Should be resolved once #1010 is merged I believe.

defunctio avatar Jul 31 '18 17:07 defunctio

need to revisit this, since that pr was merged.

offlinemark avatar Aug 31 '18 17:08 offlinemark

Issue Status: 1. Open 2. Started 3. Submitted 4. Done

This issue now has a funding of 400.0 DAI (400.0 USD @ $1.0/DAI) attached to it as part of the Ethereum Community Fund via ECF Web 3.0 Infrastructure Fund fund__.__

gitcoinbot avatar Oct 11 '18 18:10 gitcoinbot

💰 A crowdfund contribution worth 50000.00000 CBTX has been attached to this funded issue from @royhodge830.💰

Want to chip in also? Add your own contribution here.

gitcoinbot avatar Oct 11 '18 21:10 gitcoinbot

Issue Status: 1. Open 2. Started 3. Submitted 4. Done

Workers have applied to start work.

These users each claimed they can complete the work by 11 months, 2 weeks from now. Please review their action plans below:

1) joinstackinc has applied to start work (Funders only: approve worker | reject worker).

Would love to write a documentation for how to execute a bytecode-only Ethereum contract... Would treat the two scenarios presented.

Learn more on the Gitcoin Issue Details page.

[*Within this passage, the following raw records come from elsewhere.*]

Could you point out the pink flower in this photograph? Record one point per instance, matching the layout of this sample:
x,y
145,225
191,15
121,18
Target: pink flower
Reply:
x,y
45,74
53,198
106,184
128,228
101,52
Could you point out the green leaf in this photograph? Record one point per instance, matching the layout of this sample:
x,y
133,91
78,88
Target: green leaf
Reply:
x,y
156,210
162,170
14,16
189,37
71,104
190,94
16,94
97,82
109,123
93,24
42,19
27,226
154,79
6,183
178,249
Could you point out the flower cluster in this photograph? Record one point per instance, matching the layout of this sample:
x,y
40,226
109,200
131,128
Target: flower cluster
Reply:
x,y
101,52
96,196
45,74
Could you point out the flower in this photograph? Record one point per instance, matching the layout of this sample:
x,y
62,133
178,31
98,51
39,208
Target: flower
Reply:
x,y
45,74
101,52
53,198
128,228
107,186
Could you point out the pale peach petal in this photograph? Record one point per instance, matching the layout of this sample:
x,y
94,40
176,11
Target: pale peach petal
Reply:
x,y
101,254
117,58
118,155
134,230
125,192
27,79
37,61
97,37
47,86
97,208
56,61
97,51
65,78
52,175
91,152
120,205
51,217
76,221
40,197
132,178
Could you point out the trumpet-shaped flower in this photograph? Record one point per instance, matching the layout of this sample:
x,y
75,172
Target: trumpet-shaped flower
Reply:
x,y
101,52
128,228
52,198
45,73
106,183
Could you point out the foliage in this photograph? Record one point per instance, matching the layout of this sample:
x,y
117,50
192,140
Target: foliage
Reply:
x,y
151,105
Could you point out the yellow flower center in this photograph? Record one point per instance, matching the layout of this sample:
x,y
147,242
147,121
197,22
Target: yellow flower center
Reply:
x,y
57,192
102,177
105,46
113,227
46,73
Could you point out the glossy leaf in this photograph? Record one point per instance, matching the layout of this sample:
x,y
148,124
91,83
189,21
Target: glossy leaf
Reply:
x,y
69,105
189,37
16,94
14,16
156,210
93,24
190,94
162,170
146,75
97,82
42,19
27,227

gitcoinbot avatar Oct 12 '18 15:10 gitcoinbot

@writeprovidence could you please go a bit more into detail for your plan of attack when you have a moment? Thanks! 👍

mkosowsk avatar Oct 14 '18 02:10 mkosowsk

💰 A crowdfund contribution worth 40.00000 DAI (40.0 USD @ $1.0/DAI) has been attached to this funded issue from @.💰

Want to chip in also? Add your own contribution here.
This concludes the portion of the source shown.